The Frenzied Activist

“To want to help everyone in everything is to succumb to violence.

The frenzy of the activist neutralizes his or her work for peace.”

~Thomas Merton~

I know the world is full of all types of people.  Thank goodness.  We all have our passions and contributions to the planet, even if it seems that some are here on the planet simply to teach the rest of us about patience and understanding.

I’ve always taken it on as a mission to help the world, especially with environmental issues, but never so much as lately.  Recently, I feel a heavier and heavier weight of the world resting on my shoulders.  It’s an interesting time we live in when information can spread so quickly and easily.  My heart should be lifted by the many petitions I receive for causes of all types and by all the information we have available to stay up to date with how things are going for our world.  There are people who care, people who are doing their part to make a difference.

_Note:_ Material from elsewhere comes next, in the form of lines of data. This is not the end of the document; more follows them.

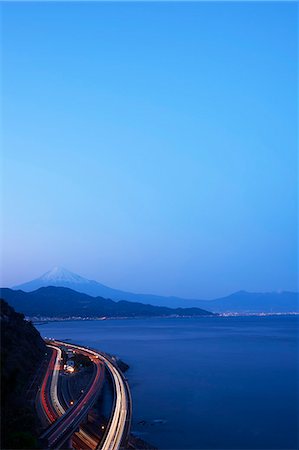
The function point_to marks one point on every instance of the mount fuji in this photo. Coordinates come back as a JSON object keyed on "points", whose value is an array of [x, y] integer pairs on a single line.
{"points": [[61, 277], [240, 302]]}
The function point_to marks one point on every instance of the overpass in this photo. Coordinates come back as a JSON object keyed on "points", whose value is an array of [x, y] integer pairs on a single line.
{"points": [[65, 422]]}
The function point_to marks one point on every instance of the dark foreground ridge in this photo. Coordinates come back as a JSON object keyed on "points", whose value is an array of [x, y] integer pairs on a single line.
{"points": [[64, 302], [22, 350]]}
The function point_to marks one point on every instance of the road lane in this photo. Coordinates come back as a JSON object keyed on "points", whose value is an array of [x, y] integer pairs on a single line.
{"points": [[54, 382], [120, 421]]}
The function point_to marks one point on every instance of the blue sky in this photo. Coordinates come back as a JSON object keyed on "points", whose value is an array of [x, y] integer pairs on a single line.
{"points": [[151, 146]]}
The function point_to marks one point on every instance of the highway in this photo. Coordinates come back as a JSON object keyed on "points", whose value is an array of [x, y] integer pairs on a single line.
{"points": [[68, 420], [54, 382]]}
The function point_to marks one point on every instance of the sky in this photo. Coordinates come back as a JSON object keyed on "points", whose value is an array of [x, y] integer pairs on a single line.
{"points": [[151, 146]]}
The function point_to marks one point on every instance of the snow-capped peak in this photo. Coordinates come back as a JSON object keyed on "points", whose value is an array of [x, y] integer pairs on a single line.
{"points": [[58, 274]]}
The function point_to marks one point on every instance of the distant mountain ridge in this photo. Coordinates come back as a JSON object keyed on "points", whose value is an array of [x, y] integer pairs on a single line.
{"points": [[63, 302], [239, 302]]}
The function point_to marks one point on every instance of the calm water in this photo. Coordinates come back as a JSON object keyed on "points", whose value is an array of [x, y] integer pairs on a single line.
{"points": [[205, 383]]}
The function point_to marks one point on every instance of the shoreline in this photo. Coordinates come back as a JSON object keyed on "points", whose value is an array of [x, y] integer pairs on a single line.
{"points": [[43, 320]]}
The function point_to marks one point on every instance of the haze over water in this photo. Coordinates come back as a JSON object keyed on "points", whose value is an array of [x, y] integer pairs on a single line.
{"points": [[209, 383]]}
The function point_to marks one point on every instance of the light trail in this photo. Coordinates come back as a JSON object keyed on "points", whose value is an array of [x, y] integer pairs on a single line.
{"points": [[121, 412], [54, 383]]}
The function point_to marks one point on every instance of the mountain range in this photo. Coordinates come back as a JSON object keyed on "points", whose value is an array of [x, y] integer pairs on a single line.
{"points": [[62, 302], [239, 302]]}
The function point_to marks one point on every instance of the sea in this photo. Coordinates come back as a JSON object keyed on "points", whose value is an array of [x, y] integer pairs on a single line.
{"points": [[206, 382]]}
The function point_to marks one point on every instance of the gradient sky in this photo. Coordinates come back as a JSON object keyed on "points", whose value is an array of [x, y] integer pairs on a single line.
{"points": [[151, 146]]}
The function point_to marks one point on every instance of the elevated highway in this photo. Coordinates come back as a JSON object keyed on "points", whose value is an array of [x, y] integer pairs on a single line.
{"points": [[65, 422]]}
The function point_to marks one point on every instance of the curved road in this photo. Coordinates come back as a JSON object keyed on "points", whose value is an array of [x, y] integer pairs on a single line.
{"points": [[119, 424]]}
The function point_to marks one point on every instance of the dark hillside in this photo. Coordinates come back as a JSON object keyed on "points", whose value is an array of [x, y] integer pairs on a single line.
{"points": [[22, 350], [55, 301]]}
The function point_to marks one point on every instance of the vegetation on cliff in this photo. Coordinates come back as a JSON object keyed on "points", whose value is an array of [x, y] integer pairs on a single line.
{"points": [[22, 350]]}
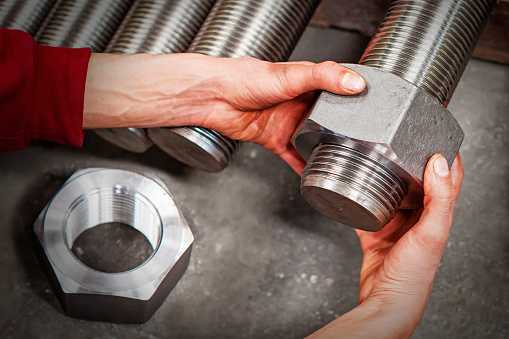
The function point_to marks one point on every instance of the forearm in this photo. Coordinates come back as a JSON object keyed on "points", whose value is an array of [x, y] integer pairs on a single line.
{"points": [[140, 90], [371, 320]]}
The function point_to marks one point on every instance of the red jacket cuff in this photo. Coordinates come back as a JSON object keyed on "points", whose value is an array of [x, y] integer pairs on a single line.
{"points": [[58, 95]]}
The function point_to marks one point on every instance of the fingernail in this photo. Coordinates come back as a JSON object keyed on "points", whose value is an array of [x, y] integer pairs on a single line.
{"points": [[353, 82], [441, 167]]}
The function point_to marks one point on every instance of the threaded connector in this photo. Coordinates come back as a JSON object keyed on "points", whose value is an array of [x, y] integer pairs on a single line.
{"points": [[267, 30], [427, 43], [78, 23], [351, 187], [25, 15], [155, 27]]}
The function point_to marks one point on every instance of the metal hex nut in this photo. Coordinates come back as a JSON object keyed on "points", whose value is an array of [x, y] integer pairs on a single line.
{"points": [[394, 121], [94, 196]]}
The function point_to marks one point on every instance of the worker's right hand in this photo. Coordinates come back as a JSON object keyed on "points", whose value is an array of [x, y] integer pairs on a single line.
{"points": [[241, 98], [401, 260]]}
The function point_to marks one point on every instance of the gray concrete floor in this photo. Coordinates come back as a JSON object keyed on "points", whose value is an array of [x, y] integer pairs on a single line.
{"points": [[265, 264]]}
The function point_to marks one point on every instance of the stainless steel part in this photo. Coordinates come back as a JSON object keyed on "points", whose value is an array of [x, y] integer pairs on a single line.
{"points": [[155, 27], [82, 23], [25, 15], [267, 30], [96, 196], [369, 151]]}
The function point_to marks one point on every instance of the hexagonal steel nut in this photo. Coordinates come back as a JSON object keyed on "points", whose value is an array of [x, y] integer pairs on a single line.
{"points": [[400, 123], [126, 297]]}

Instead of feeling better though, I’ve let all of this just sink me further into a state of depression.  The world is feeling heavy, and my arms are shaking.  There are so many people and places and animals that need assistance, and I want to help with ALL of it.  As the quote above suggests though, my desire to help everyone and everything is leading to me becoming a more crazed person.  Instead of embodying the peace I’d love to see and create more of, my frenzied feelings about everything are actually creating the opposite effect.

I’m working on changing this, on finding the balance between still caring and doing what I can do, without working myself into a state of panic.  And the best I’ve come up with so far, is to concentrate more on having faith.  Having faith in our planet and its people, having faith in my family and myself, and, yes, having faith in a higher power who will help guide us all in the best possible way.  It’s hard for me to let go of my constant worry and concern for our planet and its people, but, ironically, it’s only by allowing myself to relax, that I can really be of any positive help.